Starting a new semester? Would you like this semester to look differently than previous semesters? Get ahead of the game.
First, get a calendar or planner. Use what works for you. Some students like a print calendar or planner, others like to use an app on their phone or iPad, others feel comfortable with Google calendar. Whatever you prefer, make sure you use your calendar every day. The first thing to put on your calendar is your schedule. Actually mark your class times on your calendar. You might use a different color for each class. For instance, everything associated with math class might be written or typed in blue, everything for history might be in red, etc. Using the same color, record any known due dates. Have a paper due in February? Put it on the calendar. Know when Spring Break is? Put it on the calendar. Don't forget to put extra curricular activities, work hours, and tutoring hours on your calendar. Also make sure you schedule some fun -- it gives you something to look forward to. Creating a calendar may take a chunk of time right now, but you probably don't have an excessive amount of homework at the moment, so use your study time to get organized starting with this calendar. It will save you countless hours and missed due dates in the future.
Second, create a folder for each class you are taking. Continue in your color theme, if possible.
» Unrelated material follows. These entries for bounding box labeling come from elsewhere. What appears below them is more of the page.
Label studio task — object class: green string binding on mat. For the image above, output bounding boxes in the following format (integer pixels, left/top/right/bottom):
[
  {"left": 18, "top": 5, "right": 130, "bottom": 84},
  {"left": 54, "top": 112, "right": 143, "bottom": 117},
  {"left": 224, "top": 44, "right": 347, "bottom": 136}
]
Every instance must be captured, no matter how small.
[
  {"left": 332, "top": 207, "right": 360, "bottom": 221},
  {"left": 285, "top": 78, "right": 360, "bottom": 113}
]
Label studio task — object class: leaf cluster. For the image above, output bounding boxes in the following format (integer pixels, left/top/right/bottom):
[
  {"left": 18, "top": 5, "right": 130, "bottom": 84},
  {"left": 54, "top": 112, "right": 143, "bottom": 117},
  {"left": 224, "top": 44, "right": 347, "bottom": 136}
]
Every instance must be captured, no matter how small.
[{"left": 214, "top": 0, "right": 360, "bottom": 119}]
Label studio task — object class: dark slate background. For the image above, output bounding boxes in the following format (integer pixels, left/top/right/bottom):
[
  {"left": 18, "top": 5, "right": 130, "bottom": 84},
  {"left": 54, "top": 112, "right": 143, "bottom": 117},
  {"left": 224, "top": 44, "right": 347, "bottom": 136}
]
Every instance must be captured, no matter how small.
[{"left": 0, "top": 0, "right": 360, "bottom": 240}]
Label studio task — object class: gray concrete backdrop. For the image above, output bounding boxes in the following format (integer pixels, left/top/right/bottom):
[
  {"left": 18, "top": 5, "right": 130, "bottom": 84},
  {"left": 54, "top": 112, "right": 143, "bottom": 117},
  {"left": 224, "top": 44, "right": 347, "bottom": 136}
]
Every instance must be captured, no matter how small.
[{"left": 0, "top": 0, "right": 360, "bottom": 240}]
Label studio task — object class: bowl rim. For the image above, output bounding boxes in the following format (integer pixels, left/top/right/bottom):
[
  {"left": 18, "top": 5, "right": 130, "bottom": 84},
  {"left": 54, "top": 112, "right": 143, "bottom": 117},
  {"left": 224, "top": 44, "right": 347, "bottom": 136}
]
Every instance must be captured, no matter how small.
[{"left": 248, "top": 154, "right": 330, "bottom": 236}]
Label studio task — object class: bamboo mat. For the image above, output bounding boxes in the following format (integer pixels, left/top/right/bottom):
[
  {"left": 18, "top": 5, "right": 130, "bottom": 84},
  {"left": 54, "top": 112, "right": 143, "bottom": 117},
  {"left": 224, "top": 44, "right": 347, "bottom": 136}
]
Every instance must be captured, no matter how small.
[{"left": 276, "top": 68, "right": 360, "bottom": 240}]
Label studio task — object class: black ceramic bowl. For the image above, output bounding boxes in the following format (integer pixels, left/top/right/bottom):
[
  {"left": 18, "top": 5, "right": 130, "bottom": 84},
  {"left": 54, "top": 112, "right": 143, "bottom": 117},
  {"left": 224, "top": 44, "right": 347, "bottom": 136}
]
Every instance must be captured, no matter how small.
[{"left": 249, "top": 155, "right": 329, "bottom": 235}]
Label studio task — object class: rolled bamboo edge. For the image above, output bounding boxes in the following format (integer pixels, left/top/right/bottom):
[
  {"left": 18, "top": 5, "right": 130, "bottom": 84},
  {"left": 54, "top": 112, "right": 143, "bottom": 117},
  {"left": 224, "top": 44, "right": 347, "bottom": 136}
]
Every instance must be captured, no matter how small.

Again, use a physical or electronic folder, whatever works for you. From this day forth, any assignment, any note, any handout for this class must immediately go in the folder. This way you won't spend valuable time hunting for documents. They will always be in their designated folder.
While you are at it make sure you have all necessary supplies for the semester -- books, pens, pencils, paper, extra batteries for your calculator, and whatever else you might run out of in the middle of a deadline. Get it on hand now.
You may have already thought of all of the above, but my million dollar tip of the day is to go introduce yourself to each instructor, before or after class, even if they already know you. You might say something like this, "Hi, my name is Sue. I'm in your Introduction to Speech class. I am looking forward to learning this semester and wonder if you would share one tip for success with me." This does a few things -- it breaks the ice for you and for the instructor. If you have already introduced yourself, any future meetings will go more smoothly. It demonstrates to your instructor that you are serious about learning. Also, if the instructor knows your name, she is more likely to notice you in class. This builds relationship and accountability for you and for her. She may call on you more, which will increase your attentiveness. You will know she notices you, which will help you be more engaged.
Give it a try, and have a great semester!